Commencez par enlever l'arête centrale  des anchois au sel, puis rincez-les soigneusement sous un filet d'eau. Je ne suis pas partisan de les laisser tremper pour les dessaler, car ils perdent ainsi beaucoup de saveur, c'est bien pour celà que je préfère les adoucir en les mélangeant aux anchois à l'huile, mais chacun fait ce qui lui plaît.

"A l'aide d'un pilon de bois, réduire tous les anchois en fine purée, dans un mortier préalablement frotté d'ail. Une fois les poissons pilés, ajouter deux cuillers à soupe de vinaigre de vin et bien mélanger. Ajouter une prise de poivre noir. Monter ensuite avec l'huile d'olive, toujours en utilisant le pilon de bois. La quantité d'huile dépend de ce qu'on aime une préparation concentrée ou non."
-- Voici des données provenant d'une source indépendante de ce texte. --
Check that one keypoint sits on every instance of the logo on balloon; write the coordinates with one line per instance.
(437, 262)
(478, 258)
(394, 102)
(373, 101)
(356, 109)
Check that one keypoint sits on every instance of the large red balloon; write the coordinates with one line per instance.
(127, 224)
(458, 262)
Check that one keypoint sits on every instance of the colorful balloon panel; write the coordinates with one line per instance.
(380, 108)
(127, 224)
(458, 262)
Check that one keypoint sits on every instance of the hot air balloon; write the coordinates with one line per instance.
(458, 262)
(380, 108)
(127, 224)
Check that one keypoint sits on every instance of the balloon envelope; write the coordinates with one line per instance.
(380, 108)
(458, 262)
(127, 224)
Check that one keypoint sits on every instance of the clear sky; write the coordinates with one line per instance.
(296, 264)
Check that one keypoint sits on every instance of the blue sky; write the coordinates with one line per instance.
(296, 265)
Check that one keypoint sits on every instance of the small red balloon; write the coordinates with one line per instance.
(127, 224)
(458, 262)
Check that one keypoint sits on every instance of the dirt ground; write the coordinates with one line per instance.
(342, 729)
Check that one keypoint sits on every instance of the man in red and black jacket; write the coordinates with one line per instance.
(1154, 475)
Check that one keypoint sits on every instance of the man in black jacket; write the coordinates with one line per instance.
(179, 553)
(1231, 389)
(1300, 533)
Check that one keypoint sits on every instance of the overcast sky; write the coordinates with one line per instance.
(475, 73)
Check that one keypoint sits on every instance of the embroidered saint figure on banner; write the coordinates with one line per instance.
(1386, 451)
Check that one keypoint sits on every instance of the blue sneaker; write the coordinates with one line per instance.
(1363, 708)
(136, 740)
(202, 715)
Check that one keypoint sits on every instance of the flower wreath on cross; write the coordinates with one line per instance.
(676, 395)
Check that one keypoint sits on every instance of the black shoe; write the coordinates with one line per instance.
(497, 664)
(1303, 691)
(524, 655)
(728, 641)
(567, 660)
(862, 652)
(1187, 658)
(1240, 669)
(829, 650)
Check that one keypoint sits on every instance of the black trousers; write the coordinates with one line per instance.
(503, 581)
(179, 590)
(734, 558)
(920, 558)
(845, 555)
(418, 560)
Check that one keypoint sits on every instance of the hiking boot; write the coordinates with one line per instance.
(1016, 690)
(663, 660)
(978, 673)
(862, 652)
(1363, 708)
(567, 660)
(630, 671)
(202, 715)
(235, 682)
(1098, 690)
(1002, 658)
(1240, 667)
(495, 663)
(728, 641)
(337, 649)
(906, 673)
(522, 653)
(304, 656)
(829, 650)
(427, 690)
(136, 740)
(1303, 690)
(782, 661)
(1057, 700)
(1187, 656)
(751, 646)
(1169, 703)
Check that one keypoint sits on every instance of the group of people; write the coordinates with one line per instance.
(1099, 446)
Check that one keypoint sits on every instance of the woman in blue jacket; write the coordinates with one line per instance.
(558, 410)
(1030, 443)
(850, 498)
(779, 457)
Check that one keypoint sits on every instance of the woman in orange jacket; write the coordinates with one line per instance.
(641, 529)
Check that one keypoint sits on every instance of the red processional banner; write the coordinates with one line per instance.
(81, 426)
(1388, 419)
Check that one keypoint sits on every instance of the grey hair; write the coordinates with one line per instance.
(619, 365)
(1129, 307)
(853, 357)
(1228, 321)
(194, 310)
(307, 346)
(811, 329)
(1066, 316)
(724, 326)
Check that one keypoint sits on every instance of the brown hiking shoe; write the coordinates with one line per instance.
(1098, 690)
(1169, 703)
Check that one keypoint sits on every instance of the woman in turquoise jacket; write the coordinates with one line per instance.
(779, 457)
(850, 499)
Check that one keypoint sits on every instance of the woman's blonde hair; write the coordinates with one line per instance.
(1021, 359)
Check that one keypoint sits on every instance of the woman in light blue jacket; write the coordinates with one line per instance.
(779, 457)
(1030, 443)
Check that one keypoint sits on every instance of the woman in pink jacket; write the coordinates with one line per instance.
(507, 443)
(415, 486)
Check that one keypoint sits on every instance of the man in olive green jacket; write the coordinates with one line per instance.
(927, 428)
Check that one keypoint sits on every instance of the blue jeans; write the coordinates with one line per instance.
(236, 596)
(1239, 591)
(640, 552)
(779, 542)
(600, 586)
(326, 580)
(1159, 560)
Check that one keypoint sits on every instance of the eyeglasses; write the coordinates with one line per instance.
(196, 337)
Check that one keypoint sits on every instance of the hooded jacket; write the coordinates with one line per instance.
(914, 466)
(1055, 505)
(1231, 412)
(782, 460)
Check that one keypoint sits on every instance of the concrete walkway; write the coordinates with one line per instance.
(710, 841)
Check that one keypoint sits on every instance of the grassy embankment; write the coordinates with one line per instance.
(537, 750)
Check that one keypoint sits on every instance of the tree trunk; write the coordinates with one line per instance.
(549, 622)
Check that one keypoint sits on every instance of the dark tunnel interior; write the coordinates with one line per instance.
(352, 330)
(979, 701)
Ceci est la version traditionnelle, en bonne executive woman, Sylvie a depuis longtemps mis le druide Magimix à sa bottine, elle réalise donc au mixer les différentes phases ci-dessus, à la seule différence qu'elle ne frotte pas le bol de plastique avec une gousse d'ail. L'intérêt de la méthode est aussi de permettre si on le souhaite, d'émulsionner jusqu'à obtenir une pommade assez compacte, plus facile à servir lors d'un buffet par exemple. Pour ma part, je préfère la version où l'émulsion n'est pas totale, j'aime que la pâte d'anchois et l'huile d'olive soient encore un peu dissociées, comme sur cette photo.

anchoiade

Nous servons en accompagnant de pain grillé que chacun pourra ou non frotter d'ail avant de le tartiner d'anchoïade, avec des oeufs durs, qui sont un véritable régal, on peut juste les enduire ou écraser le jaune avec l'anchoïade avant de le remettre dans la cavité du blanc.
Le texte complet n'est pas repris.